Objectives
The objectives of the current stack are on several fronts:
-
For end users to be able to monitor their compute units in real time. Besides the conventional metrics like CPU usage, memory usage, etc., the stack also exposes metrics like energy consumption and equivalent emissions in real time. The stack is also capable of showing the aggregate usage metrics of a given project/tenant/namespace.
-
For the operators/admins to be able to monitor the usage of the cluster in terms of CPU usage, memory, energy, etc. With this stack, operators will be able to identify the top consumers of the resources in the cluster, users/projects that are under-consuming the allocated resources, etc.
CEEMS has been designed to be modular and extensible, i.e., CEEMS is meant to support multiple clusters at the same time. For instance, imagine a Data Center (DC) has a SLURM cluster and an OpenStack cluster. A single deployment of CEEMS should be able to consolidate the metrics data of SLURM jobs and OpenStack VMs and expose it to end users using a single instance of Grafana.
End user's perspective​
The following screenshots show some of the capabilities of CEEMS when used with Grafana.
These are only a few dashboards built to demonstrate the capabilities of CEEMS, and the operators are free to create more dashboards according to their business requirements.

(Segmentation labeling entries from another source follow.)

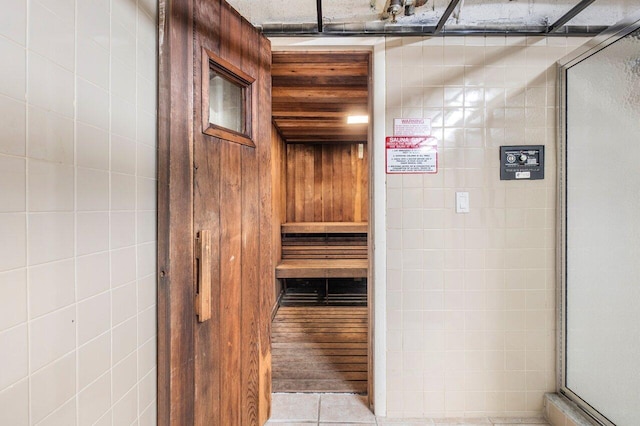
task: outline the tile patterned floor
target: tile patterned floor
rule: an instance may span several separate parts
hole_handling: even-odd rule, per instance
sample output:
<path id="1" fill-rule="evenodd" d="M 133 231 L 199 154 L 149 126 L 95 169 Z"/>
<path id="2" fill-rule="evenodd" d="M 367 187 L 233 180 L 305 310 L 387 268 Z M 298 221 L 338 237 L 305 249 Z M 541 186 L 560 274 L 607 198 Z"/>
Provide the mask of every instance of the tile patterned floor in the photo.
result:
<path id="1" fill-rule="evenodd" d="M 542 417 L 389 419 L 376 417 L 353 394 L 274 393 L 268 426 L 549 426 Z"/>

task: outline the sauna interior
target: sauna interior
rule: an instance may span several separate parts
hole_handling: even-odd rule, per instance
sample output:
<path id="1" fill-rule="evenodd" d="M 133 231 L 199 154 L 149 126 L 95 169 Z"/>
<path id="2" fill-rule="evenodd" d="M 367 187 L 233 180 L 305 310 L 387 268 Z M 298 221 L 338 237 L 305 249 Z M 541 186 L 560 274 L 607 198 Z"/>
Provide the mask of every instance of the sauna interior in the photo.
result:
<path id="1" fill-rule="evenodd" d="M 366 52 L 272 55 L 274 392 L 368 390 L 369 69 Z"/>

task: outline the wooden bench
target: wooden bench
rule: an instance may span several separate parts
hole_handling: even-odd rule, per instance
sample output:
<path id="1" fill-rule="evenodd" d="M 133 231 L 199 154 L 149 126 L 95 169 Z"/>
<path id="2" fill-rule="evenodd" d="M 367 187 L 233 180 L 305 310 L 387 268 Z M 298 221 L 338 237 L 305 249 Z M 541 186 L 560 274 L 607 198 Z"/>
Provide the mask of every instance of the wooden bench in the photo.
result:
<path id="1" fill-rule="evenodd" d="M 276 278 L 366 278 L 366 222 L 282 225 L 282 261 Z"/>

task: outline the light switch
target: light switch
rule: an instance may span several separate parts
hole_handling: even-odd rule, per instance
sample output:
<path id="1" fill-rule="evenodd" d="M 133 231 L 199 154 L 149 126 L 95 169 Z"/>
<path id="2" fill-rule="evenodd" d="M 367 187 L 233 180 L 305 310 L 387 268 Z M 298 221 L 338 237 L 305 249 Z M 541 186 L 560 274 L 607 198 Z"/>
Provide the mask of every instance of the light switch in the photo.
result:
<path id="1" fill-rule="evenodd" d="M 469 213 L 468 192 L 456 192 L 456 213 Z"/>

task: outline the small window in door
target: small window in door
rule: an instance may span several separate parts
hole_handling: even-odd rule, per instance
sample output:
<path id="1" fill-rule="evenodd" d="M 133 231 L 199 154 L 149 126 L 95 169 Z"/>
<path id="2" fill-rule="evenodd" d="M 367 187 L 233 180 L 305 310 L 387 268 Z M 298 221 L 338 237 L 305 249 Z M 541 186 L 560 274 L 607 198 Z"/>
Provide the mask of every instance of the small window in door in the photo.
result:
<path id="1" fill-rule="evenodd" d="M 202 50 L 202 131 L 230 142 L 255 147 L 251 120 L 253 77 Z"/>

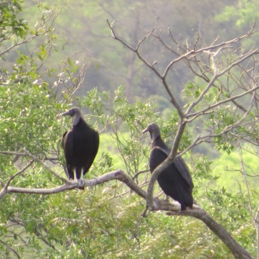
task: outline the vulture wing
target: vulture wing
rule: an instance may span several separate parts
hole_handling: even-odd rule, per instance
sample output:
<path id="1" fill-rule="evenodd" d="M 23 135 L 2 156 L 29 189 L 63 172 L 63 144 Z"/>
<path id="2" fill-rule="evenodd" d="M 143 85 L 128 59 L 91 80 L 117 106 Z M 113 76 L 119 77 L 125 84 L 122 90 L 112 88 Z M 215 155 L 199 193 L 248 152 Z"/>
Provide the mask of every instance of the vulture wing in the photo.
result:
<path id="1" fill-rule="evenodd" d="M 85 165 L 84 168 L 83 174 L 85 174 L 90 169 L 94 162 L 94 160 L 98 151 L 99 147 L 99 134 L 95 130 L 94 131 L 93 137 L 92 139 L 92 143 L 91 145 L 92 147 L 91 153 L 89 154 L 89 156 L 87 159 L 87 163 Z"/>
<path id="2" fill-rule="evenodd" d="M 73 163 L 73 149 L 74 145 L 74 136 L 71 130 L 63 135 L 63 146 L 65 153 L 65 158 L 67 165 L 68 166 Z"/>
<path id="3" fill-rule="evenodd" d="M 155 148 L 160 150 L 160 152 L 164 154 L 163 155 L 162 155 L 161 154 L 160 154 L 159 156 L 159 154 L 158 153 L 158 152 L 156 151 L 155 151 L 156 155 L 159 155 L 158 157 L 161 157 L 160 160 L 161 160 L 162 161 L 157 165 L 157 166 L 167 157 L 170 153 L 171 150 L 167 147 L 166 148 L 165 148 L 165 147 L 164 147 L 163 148 L 159 146 L 156 146 L 154 148 L 153 150 L 155 149 Z M 156 157 L 154 155 L 153 155 L 153 156 L 154 157 Z M 162 160 L 162 158 L 163 159 Z M 157 158 L 157 159 L 158 159 Z M 180 173 L 184 179 L 189 185 L 190 187 L 192 189 L 193 189 L 194 187 L 193 180 L 192 179 L 191 177 L 190 174 L 188 166 L 186 164 L 186 163 L 183 159 L 180 157 L 178 157 L 175 160 L 173 163 L 176 169 Z M 154 168 L 154 170 L 155 170 L 155 168 Z"/>

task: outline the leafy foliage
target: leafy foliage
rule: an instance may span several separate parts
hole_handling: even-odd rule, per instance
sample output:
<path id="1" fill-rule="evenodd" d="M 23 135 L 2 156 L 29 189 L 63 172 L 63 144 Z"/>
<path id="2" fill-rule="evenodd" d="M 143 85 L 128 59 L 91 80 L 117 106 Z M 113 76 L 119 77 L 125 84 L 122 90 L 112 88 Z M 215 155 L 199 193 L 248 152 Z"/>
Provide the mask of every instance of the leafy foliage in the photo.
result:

Breakdown of energy usage of different users of a given project during a given period of time​
Total resource usage of a given user during a given period of time​
List of compute units with their aggregate usage metrics of a given user during a given period of time​
Time series CPU metrics of a given compute unit​
Time series GPU metrics of a given compute unit​
Continuous profiling of a given compute unit​
Admin's/Operator's perspective​
Resource usage of entire cluster with time​
This is an interesting metric as we can clearly see there is a considerable reduction in the emissions even when the overall energy consumption remained the same. This is due to the fact that we use real-time emission factors which can be dynamic, and a small change in factor can have huge implications in emissions for big data centers.